June 2: Research – DataONE Notebooks

The past two days have seen a fair amount of normal life cutting into my work time, which is why I haven’t posted.

What I did manage to do is get an abstract ready for the Open Knowledge Foundation Conference, which I hope to send off in the next couple of hours. Hopefully, I’ll be able to go there and present on it. It’d be a great way to take a look at what I’ve been doing from a different perspective, and to really clarify where we are and what I know. Our plan is to decide what we’re going to be looking at next week, and then really start attacking a large number of workflows in the coming month. So, all that is good.

I also managed to talk to Bertram and Karthik for a good long time today, as they weren’t on the call two days ago. I have a better idea of where I’m going, which is good.

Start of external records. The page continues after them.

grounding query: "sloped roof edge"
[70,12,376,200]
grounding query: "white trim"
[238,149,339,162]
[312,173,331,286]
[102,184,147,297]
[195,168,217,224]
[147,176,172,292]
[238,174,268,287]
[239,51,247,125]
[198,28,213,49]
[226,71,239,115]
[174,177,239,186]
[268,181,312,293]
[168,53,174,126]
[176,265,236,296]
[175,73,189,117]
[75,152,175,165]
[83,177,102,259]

My to-do list for this week and weekend:

Become Familiar with SPARQL and mining myExperiment for data.
Grab 6-10 Kepler + Taverna + Others – to look at complexity.
Look over these, run them myself, and see how they work. Then, we’ll go over them next week to see if we can come up with any interesting things regarding their classification and complexity. I’ll try and grab ones with images, as those will be easier to go over in the group call.
We’ll then pick out a dataset, and the next month will be analysing and looking at that dataset. This will be the main information part for the publication. So, what we need to do is decide what we’re going to be looking at based on the example workflows, and then go from there.
It would be useful to come up with a template for workflows, the deviations from which will help classify ones in the future. For instance, what about the number of branches? Or the level of recursion? This will be similar to wetland ecology, which uses classifications for streams. Also, qualitative differences – is there a difference between little use and more use? Or is it only publication and documentation?

Talk to you tomorrow.